On the Borsuk and Grünbaum problems for \((0,1)\)- and \((-1,0,1)\)-polytopes in low-dimensional spaces (Q352177)

This paper is a summary of the results in [\textit{V. B. Goldshteyn}, Tr. Mosk. Fiz. Tekh. Inst. 4, No. 1, 91--110 (2012)]. It concerns two problems related to the diameter of a bounded subset \(V \subseteq \mathbb{R}^n\), where \(\text{diam}(V)\) is defined as \(\sup\{ \rho(x,y): x,y \in V\}\) and \(\rho\) denotes the standard Euclidean distance. Let \(V \subseteq \mathbb{R}^n\) be a bounded set.
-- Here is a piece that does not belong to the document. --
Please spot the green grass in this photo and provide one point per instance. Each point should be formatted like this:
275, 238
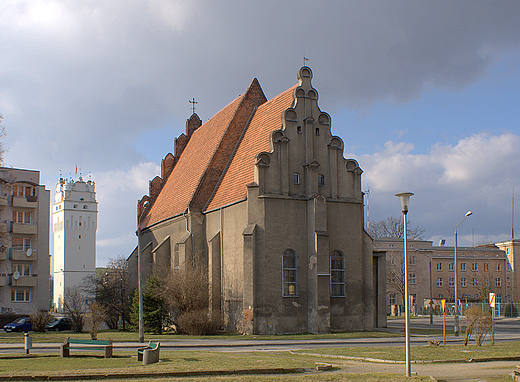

Borsuk's problem concerns the minimal number of parts in a partition of \(V\) such that each part has diameter strictly smaller than that of \(V\). The function \(f(V)\) denotes the minimal number of such subsets required to cover a given set \(V\); and \(f(n)\) is the maximal value of \(f(V)\) over all bounded subsets \(V \subseteq \mathbb{R}^n\). Grünbaum's problem concerns the problem of partitioning \(V\) into sets that can be enclosed by a ball whose diameter equals that of \(V\). The functions \(g(V)\) and \(\overline{g}(V)\) respectively denote the minimal number of open (respectively closed) balls of diameter \(\text{diam}(V)\) required to cover \(V\); and \(g(n)\) (respectively \(\overline{g}(n)\)) denotes the maximal values of \(g(V)\) (respectively \(\overline{g}(V)\)) as \(V\) ranges over all bounded subsets of \(\mathbb{R}^n\). Borsuk proved that \(f(B^n) = n+1\) (\(B^n\) denotes an \(n\)-ball), and asked if \(f(n) = n+1\) in general. As a generalization of this, Grünbaum conjectured that \(\overline{g}(n) = n+1\). Counterexamples have been given to both of these questions in general when \(n\) is sufficiently large (see \textit{J. Kahn} and \textit{G. Kalai} [Bull. Am. Math. Soc., New Ser. 29, No. 1, 60--62 (1993; Zbl 0786.52002)] and \textit{J. Bourgain} and \textit{J. Lindenstrauss} [Lect. Notes Math. 1469, 138--144 (1991; Zbl 0815.46017)]). The results summarized in this paper show that when \(n\) is small and \(V\) is a subset of \(\{0,1\}^n\) or \(\{-1,0,1\}^n\), both Borsuk's conjecture and Grünbaum's conjecture hold.